Q - I have a question that might make you go home and cry. Obviously using a verified toolchain is much better but assuming we are going to use clang and LLVM to compile the rest of the consensus critical source code have you looked at taking Simplicity expressions and converting them to LLVM IR as a way to much more cheaply create jets under the same trust model of a compiler behaving correctly?
A - I haven’t looked into that. I think that is an entirely reasonable aspect to research but my time is limited. If somebody else wants to do that I think that would be a great thing to investigate.
Q - You mentioned you have a branch of the Elements project where we can use Simplicity, we can send coins to Simplicity programs and spend. What tooling exists to generate these programs in the first place?
A - At the moment the Simplicity programs are generated by some poorly documented Haskell code that is in the main Simplicity repository. There is really no tooling to integrate it with the transactions. The way I’ve done it is basically… in hex. I think that can be very quickly filled with tooling. Especially interested and motivated parties who might be interested in using Elements to vet their new idea.
Q - How does Simplicity relate to the idea of scriptPubKey and scriptSig. Is the program the scriptPubKey and then the scriptSig is an input?
A - It automatically combines the pay-to-script-hash idea into a single construct.

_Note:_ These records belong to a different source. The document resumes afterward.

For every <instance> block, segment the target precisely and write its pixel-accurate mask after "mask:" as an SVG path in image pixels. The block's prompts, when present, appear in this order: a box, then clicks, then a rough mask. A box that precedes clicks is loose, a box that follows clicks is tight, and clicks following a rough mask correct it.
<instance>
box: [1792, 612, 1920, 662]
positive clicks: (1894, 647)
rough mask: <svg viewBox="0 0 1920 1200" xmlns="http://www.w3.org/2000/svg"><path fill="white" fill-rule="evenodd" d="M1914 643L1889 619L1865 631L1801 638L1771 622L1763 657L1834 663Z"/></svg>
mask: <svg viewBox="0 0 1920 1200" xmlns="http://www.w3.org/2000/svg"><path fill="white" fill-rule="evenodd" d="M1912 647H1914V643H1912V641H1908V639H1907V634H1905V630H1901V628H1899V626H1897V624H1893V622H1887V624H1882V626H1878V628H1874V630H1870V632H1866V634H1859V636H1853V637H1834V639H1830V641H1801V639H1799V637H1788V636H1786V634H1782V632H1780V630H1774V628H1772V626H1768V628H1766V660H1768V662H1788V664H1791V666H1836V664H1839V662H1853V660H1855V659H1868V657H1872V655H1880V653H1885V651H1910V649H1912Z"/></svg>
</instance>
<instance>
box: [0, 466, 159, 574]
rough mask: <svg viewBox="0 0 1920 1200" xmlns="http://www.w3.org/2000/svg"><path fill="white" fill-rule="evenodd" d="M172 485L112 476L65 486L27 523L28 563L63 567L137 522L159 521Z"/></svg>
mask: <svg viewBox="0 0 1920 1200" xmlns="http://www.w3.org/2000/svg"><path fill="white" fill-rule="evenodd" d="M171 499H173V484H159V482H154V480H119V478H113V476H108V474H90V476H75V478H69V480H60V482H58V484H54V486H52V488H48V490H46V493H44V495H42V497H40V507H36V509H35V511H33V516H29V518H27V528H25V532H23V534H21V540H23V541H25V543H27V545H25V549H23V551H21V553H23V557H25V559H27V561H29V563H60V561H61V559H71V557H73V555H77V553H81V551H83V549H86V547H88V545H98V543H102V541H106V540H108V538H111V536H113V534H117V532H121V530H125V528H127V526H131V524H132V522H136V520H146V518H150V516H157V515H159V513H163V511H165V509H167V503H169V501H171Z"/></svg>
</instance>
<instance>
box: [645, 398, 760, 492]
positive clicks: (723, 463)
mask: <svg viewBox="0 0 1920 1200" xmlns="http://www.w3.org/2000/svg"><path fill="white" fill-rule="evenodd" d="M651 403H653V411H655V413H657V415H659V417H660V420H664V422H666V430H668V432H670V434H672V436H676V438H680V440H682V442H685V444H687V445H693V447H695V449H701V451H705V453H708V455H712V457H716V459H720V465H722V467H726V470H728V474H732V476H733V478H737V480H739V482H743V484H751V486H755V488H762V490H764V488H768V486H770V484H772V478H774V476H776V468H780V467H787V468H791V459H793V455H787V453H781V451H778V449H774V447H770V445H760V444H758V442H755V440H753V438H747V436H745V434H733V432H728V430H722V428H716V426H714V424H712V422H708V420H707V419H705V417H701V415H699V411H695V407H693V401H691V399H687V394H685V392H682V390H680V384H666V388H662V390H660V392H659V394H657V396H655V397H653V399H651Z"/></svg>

What you do is you use the Merklized Abstract Syntax Tree to compute the Merkle root of your Simplicity expression. That is sort of equivalent to the scriptPubKey. That is where you put in your address that you send to. It is very concise. During redemption what you do is you provide the Simplicity program, this is where the pay-to-script-hash kind of works, and then as part of the consensus rules you have to recompute the commitment Merkle root of that program to make sure it matches. Then there is some other witness data that is hanging on the leaves of that program that is malleable. The scriptSig is not included in that commitment Merkle root calculation but is committed as part of the witness data.